British labels are behind hits of the 70s and 80s by acts including Frankie Goes to Hollywood, Grace Jones and Madness.

Universal Music has acquired the British record labels behind some of the biggest hits of the 1970s and 1980s by acts including Frankie Goes to Hollywood, Grace Jones, Madness and The Pogues.

The worlds largest music company has sealed a deal to buy indie label ZTT; Stiff Records, one of the prime movers in promoting punk and new wave; and music publisher Perfect Songs.

Trevor Horn, the producer behind novelty hit Video Killed the Radio Star, set up ZTT in 1983 with businesswoman Jill Sinclair and former NME journalist Paul Morley. The label dominated the UK singles chart the following year with Frankie Goes to Hollywoods Relax, Two Tribes and The Power of Love, followed by the bands album Welcome to the Pleasuredome.

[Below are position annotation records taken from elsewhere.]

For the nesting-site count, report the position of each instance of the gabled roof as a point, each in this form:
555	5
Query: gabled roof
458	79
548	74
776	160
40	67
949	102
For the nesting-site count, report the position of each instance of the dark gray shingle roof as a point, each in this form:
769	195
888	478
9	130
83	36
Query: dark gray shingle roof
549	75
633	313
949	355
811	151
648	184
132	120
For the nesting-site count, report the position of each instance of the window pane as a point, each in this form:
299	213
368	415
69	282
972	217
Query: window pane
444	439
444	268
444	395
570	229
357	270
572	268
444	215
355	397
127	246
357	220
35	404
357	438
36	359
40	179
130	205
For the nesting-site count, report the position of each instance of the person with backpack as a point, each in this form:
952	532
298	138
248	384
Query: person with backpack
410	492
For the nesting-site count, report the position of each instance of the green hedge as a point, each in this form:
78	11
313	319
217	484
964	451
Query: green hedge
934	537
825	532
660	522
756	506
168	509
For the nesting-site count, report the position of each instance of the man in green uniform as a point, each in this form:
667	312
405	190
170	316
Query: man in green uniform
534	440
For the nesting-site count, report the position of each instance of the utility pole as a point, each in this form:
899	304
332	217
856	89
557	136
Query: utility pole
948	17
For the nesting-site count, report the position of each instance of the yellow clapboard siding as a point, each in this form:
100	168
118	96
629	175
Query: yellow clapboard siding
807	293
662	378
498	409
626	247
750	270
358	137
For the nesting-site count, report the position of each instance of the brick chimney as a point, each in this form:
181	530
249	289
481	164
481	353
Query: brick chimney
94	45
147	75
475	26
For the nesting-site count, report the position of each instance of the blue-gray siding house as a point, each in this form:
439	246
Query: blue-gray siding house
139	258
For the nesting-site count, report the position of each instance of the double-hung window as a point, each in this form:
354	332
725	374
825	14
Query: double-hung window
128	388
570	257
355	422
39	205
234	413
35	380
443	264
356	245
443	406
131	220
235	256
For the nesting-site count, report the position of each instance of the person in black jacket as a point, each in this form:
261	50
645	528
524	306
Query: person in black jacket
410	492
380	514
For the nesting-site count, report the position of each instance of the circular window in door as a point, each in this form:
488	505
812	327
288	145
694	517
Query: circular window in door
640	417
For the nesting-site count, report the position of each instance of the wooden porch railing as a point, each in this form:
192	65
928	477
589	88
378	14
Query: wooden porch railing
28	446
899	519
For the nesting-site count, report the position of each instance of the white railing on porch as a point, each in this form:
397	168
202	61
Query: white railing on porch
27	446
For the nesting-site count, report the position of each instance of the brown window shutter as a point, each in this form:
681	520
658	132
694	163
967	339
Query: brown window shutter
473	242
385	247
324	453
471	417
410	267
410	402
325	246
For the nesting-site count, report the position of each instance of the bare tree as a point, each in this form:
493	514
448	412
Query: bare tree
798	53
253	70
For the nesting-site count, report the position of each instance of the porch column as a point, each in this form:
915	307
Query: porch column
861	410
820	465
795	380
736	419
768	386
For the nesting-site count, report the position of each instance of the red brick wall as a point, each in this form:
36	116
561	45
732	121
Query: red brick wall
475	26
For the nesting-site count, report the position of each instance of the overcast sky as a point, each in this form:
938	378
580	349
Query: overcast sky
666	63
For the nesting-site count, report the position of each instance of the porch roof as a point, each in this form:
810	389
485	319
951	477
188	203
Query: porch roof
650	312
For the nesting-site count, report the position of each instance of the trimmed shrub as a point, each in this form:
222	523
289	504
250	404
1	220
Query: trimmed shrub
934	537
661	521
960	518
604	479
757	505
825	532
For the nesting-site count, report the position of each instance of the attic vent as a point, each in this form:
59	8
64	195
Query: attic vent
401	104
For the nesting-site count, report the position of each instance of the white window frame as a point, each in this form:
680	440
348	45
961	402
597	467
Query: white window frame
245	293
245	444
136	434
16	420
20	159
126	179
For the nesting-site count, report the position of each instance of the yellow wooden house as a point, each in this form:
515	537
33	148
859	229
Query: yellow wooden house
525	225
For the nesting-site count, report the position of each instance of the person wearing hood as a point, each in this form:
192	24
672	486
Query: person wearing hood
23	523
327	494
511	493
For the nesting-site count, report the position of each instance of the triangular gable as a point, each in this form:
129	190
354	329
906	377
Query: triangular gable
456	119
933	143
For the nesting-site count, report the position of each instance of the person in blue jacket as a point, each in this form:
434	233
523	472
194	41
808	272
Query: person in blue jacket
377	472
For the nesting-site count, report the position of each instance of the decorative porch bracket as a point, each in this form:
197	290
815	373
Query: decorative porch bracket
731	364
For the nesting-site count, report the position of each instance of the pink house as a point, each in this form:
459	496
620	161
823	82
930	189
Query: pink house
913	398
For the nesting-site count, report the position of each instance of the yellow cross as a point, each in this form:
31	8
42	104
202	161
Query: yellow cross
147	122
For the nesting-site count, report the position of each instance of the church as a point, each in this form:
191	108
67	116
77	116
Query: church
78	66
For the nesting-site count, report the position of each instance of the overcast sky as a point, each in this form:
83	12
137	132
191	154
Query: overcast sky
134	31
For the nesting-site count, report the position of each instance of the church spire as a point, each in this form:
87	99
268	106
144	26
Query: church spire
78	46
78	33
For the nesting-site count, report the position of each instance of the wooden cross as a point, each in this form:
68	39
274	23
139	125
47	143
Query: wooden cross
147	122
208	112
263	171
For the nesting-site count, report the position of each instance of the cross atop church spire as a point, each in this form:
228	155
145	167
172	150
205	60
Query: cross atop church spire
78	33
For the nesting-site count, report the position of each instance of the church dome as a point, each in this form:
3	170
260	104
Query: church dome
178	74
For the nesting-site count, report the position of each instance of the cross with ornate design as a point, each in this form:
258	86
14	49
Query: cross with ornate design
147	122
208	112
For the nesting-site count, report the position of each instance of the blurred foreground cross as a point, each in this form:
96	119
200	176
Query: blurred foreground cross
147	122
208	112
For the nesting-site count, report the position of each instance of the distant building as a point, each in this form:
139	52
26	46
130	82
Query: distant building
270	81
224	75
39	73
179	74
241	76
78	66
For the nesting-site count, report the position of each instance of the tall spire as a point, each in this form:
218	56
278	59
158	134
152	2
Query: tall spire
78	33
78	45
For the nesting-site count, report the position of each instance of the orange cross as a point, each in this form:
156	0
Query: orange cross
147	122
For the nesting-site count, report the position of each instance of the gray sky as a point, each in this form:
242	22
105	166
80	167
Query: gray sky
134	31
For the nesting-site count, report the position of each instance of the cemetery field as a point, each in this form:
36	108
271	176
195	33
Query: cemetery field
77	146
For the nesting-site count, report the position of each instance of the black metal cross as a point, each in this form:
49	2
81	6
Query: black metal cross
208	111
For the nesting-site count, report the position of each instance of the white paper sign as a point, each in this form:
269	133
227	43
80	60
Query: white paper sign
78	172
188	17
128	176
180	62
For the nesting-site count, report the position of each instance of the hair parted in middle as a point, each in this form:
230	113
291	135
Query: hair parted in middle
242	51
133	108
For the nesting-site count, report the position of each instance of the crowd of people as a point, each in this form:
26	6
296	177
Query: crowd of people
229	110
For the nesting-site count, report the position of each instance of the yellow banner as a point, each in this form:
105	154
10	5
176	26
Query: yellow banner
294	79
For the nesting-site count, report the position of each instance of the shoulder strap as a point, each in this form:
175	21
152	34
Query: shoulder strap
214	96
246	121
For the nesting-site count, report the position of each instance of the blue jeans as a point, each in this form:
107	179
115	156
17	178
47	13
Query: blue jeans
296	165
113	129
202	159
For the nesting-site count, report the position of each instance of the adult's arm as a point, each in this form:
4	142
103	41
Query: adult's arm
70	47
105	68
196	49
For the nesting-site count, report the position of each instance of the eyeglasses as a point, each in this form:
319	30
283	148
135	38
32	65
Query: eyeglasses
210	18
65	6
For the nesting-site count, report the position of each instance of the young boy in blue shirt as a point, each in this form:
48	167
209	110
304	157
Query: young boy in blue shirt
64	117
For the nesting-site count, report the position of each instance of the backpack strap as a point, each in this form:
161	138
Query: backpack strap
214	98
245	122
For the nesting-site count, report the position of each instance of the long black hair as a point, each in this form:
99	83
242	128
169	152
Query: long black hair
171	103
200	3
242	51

Other ZTT acts included Grace Jones, Art of Noise, 808 State, Seal and Adamski.

Universal Music has acquired the rights to the entire ZTT catalogue and selected rights to music owned by Stiff Records, which was responsible for hits by acts including Madness, The Pogues, Kirsty MacColl, Elvis Costello and Ian Dury. It put out what is generally regarded as the first ever UK punk rock single, New Rose by The Damned.

The music giant, which five years ago acquired most of EMI in a £1.2bn takeover, has also bought music publisher Perfect Songs which counts tracks recorded by Seal, Little Mix, Michael Jackson and Eminem among its library.

“Stiff and ZTT are truly unique and iconic labels that captured the zeitgeist of their generation and experienced great commercial success, whilst influencing contemporary music entirely on their own terms,” said Lucian Grainge, chief executive of Universal Music. “With Perfect Songs, we are adding an award-winning publishing catalogue, rich with hits, acclaim and global success.”

Horn revived Stiff, which was spawned from Londons burgeoning pub rock scene of the 1970s, in 2007.

For Horn, the sell-off represents a step back from running music labels after more than three decades in the music industry.

Earlier this month, Horns state-of-the-art recording facilities in the hills above Bel Air, Los Angeles, were burnt down as wildfires tore through California. He still owns a music studio in London.